江戸の遺産を受け継いだといっても、全てを温存したのではない。明確な取捨選択があった。捨てられたものは、封建領主の支配する伝統的な政治制度。それを政党などによって構成される近代的な立憲君主制 + 議院内閣制に置き換えた。その一方、教育制度のかなりの部分は活用し、伝統的な儒教のカリキュラムを近代的な西洋のカリキュラムに置き換えるに留めた。

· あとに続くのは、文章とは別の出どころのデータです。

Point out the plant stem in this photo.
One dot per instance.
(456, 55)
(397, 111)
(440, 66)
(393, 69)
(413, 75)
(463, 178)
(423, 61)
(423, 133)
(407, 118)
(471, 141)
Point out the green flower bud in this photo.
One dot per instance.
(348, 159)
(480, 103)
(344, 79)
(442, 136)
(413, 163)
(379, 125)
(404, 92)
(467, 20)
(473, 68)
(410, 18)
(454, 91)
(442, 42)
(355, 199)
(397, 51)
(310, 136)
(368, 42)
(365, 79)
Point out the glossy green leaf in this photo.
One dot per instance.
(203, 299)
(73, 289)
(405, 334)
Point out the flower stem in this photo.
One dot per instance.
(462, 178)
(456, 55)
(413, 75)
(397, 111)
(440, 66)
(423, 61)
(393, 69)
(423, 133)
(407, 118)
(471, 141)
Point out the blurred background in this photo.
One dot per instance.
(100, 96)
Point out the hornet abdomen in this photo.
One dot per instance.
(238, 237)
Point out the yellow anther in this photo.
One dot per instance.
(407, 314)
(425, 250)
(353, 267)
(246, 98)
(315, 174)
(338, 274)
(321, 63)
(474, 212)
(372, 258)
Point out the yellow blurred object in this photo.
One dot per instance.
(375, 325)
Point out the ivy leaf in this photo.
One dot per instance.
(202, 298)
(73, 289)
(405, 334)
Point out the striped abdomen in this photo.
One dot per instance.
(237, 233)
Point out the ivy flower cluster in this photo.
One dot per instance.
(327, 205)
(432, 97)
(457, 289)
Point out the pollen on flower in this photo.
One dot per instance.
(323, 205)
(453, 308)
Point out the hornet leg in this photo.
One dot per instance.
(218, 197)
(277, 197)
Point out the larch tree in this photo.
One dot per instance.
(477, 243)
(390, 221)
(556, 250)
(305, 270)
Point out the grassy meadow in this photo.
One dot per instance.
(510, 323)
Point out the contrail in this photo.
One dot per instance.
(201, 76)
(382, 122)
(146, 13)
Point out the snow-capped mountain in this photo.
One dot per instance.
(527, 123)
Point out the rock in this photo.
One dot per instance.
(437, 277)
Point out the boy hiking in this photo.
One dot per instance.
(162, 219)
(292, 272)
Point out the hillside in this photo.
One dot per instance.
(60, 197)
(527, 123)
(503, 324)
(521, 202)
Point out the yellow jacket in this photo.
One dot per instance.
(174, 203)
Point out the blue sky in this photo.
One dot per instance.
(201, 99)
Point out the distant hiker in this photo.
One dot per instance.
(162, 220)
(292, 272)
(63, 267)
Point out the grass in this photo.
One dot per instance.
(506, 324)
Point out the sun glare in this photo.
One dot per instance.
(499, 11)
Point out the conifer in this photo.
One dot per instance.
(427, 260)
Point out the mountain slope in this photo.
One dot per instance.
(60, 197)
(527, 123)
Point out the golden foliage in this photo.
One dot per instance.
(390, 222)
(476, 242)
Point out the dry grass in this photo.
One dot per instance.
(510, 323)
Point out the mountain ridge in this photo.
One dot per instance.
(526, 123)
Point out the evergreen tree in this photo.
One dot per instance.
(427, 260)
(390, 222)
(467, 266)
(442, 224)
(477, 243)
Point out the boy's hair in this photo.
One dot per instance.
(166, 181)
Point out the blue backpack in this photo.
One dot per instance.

日本語で教育を実施: 大規模な翻訳計画を実行したのは日本だけ

そんな明治時代の重要な教訓の一つが、日本語で教育を行ったこと。英語だけでなく、フランス語、ドイツ語など、外国語文献の大規模な翻訳計画を実行した国は日本だけ。日本以外の国々では、近代化とは伝統を敵視し、否定することを意味していた。
留学中にインド人と話してみて、彼らは概ね3階級に分類できる:

  • インドの学校で英語を学んで、英米に留学したアングロ・インディアンともいうべき上流階級
  • インドの学校で英語を学んで、色々な技術を吸収して仕事をし、インドなまりの強い英語を話す中流階級
  • 過半数以上は英語を話せない下流階級

近代化を独占する上流階級は、イギリスとインドが合体したような社会、むしろ可能な限りイギリス人のようになろうとさえする。そのため、インド文化の基盤は失われる。加えて、才能ある子供たちを抜擢して高等教育を与え、近代化を推進する目的のためには、とても非効率。なぜなら、いかに才能があっても下流階級には学校にいく可能性が極めて低いから。同じようなことがフランスの植民地でも起こる。

ゆえに日本が翻訳主義をとった利点は、文化的階級差を弱めたことで、機会平等の裾野が広がったことかもね。

プラス思考: 楽天家 by 司馬遼太郎坂の上の雲

その日本史上類のない幸福な楽天家たちの物語である。やがてかれらは日露戦争というとほうもない大仕事に無我夢中でくびをつっこんでゆく。最終的には、このつまり百姓国家がもったこっけいなほどに楽天的な連中が、ヨーロッパにおけるもっともふるい大国の一つと対決し、どのようにふるまったかをということを書きたいとおもっている。
彼らは明治という時代人の体質で、前をのみを見つめながら歩く。のぼってゆく坂の上の青い天にもし一朶(いちだ)の白い雲がかがやいているとすれば、それのみをみつめて坂をのぼってゆくであろう。

東西文化の架け橋 by 森 信三

(台頭する中国の影で求められる日本人の役割について示唆に富む指摘) 日本人は何ら固定した自らの思想体系を持っていないために、あらゆる他の思想を受け入れ、その真髄を摂取しつつ、いつしか自分のものに消化し融合する能力に秀でている。・・・我ら民族の使命は、人類が遥かなる未来において、いつかは成就するであろうところの「東西文化の融合」という究極の目的に対し、一つの縮図を提供すること。少なくともそのために一つの「架け橋」になることこそ、我ら民族に課せられた、おそらく唯一にしてかつ最大の使命というべきであろう。

渋沢栄一からの忠告

今日の企業家の多くは、国家や社会よりも第一に自己の利益に着眼するようになっておりはしないか。甚だしきに至っては、眼中に社会なく国家なく、ただ私利あるのみという振る舞いすら見受けることもあるが、明治初年の企業家に比べて、その心事の相違は如何であろう。

経営者の眼中に国家も社会もない様では、その事業は永久的生命を保ちえるものいではあるまい。ただ目の前の利益にのみ固執し、国家社会と共に発展していくことを度外視するなら、事業の基礎堅実にして永久的の生命あることは望み得べからざる所である。

維新以来50年の間に長足の進歩とともに弊害も生じ、人は知識欲によってのみ走って、道義の念を失い、恩に報ゆるとか、義に勇むとか、長幼の序とか、忠信孝悌の道は大いに廃れた。軽佻浮薄の風習が段々強くなり、極端に言えば自己さえよければ他人はどうなってもいいという風に、西洋の良いことばかりでなく、悪い方も模倣してそれが増長してきたのが、わが国の今日の状況である。